De operatie werd op poten gezet door het platform Ecco Nova, dat erkend is door de financiële autoriteiten. Dit jonge bedrijf had eerder al geld opgehaald voor de installatie van meer dan 27.000 zonnepanelen op de daken van de Arcelor Mittal-site in Gent, met een oppervlakte van 100.000 m2 het grootste zonnedak van België. Het platform zamelde ook fondsen in voor verschillende windmolenparken. De één miljoen euro die in oktober werd opgehaald, wordt geïnvesteerd in een residentieel vastgoedproject van 35 appartementen en 17 eengezinswoningen met hoge energieprestaties in Fléron (Luik). Het platform garandeert de belegger een jaarlijkse interestvoet van 5% bij een minimuminleg van 500 euro en een maximum van 20.000 euro, over een periode van vijf jaar.

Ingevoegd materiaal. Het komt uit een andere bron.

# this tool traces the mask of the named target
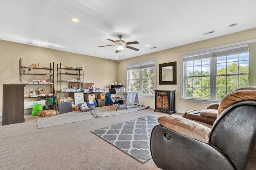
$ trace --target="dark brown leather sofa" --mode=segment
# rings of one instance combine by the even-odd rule
[[[163,170],[244,169],[256,142],[256,87],[248,88],[225,96],[211,129],[176,115],[159,117],[150,139],[156,165]]]

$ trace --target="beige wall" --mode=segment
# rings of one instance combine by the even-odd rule
[[[112,82],[121,82],[126,87],[127,64],[156,58],[156,90],[176,90],[175,109],[178,111],[204,109],[208,104],[183,102],[180,99],[180,54],[254,39],[256,39],[256,28],[122,60],[120,64],[117,61],[0,40],[0,112],[2,111],[2,84],[18,82],[20,58],[24,63],[22,65],[39,63],[41,66],[47,66],[50,63],[54,62],[55,68],[57,64],[60,63],[62,65],[83,64],[85,68],[84,82],[93,82],[95,87],[102,88],[108,88]],[[256,86],[256,43],[251,43],[249,47],[249,85]],[[177,62],[177,84],[159,85],[158,64],[174,61]],[[54,76],[56,83],[56,74]],[[140,97],[140,100],[142,104],[154,107],[154,98]]]
[[[21,58],[25,66],[39,63],[41,66],[50,67],[50,63],[54,62],[55,89],[56,68],[60,63],[62,65],[84,65],[84,82],[94,83],[95,87],[108,88],[111,82],[118,82],[117,61],[0,40],[0,112],[2,111],[2,85],[18,82]],[[37,88],[27,85],[25,88],[32,86]]]
[[[126,64],[151,59],[156,59],[156,90],[176,90],[175,109],[184,112],[191,109],[205,109],[208,104],[181,101],[180,97],[180,54],[189,51],[251,40],[256,38],[256,28],[249,29],[207,40],[121,61],[118,65],[118,80],[126,85]],[[249,85],[256,86],[256,43],[249,45],[250,50]],[[158,64],[177,62],[177,85],[159,85]],[[140,98],[140,104],[154,107],[154,98]]]

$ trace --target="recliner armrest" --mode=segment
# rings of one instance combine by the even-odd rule
[[[163,126],[177,133],[209,143],[211,129],[197,122],[172,115],[160,116],[158,121]]]

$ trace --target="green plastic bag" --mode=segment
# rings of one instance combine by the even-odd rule
[[[32,116],[36,116],[37,113],[40,111],[43,110],[43,105],[40,104],[35,104],[33,105],[33,109],[32,110]]]
[[[45,100],[46,105],[52,105],[54,103],[54,98],[47,98],[41,99],[41,100]]]

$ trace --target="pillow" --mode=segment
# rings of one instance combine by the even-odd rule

“Deze vorm van geld uitlenen is erg interessant voor particulieren”, vindt Quentin Sizaire, één van de twee medeoprichters van Ecco Nova. “De Belgen weten deze nieuwe beleggingsalternatieven te waarderen, in vergelijking met andere, meer klassieke en minder winstgevende investeringen. Aan het einde van de looptijd van de lening, die vooraf vastligt, recupereer je als belegger het bedrag dat je hebt voorgeschoten, plus de laatste rente.” Het gaat hier om een brutorendement, waar nog 30% roerende voorheffing van moet worden afgetrokken, waardoor het nettorendement zo’n 3,5% bedraagt. Als je 10.000 euro investeert, betekent dit een opbrengst van 350 euro per jaar. Op het einde van het vijfjarige traject krijg je het kapitaal dat je hebt geïnvesteerd, terugbetaald. De firma’s Mimob en IMG van de Luikse ondernemer Laurent Minguet, die samen 85 miljoen euro waard zijn, staan garant voor het kapitaal van dit vastgoedproject. Het oogt dus solide, maar is ook niet helemaal onfeilbaar.

De staatslening, een valse vaste waarde

“Na een voorspoedige periode van 35 jaar van interestdalingen, ligt het rendement van staatsobligaties nu duidelijk onder het nominale groeipercentage”, analyseert Thomas Péan, head of Development bij DNCA Finance Luxemburg. “De grotendeels negatieve reële interestvoeten in de eurozone beschermen de houders van overheidsschuld niet langer tegen kapitaalerosie. Staatsleningen zijn in deze context van lage rente geen veilige haven meer, maar valse toevluchtswaarden. De komende jaren zal de herverdeling van de verschillende activa nadelig zijn voor de houders van overheidsschuld. Enkel perifere obligaties van de eurozone kunnen hier voordeel uit halen, tenminste als er een einde komt aan de interne verdeeldheid binnen de Europese Unie.”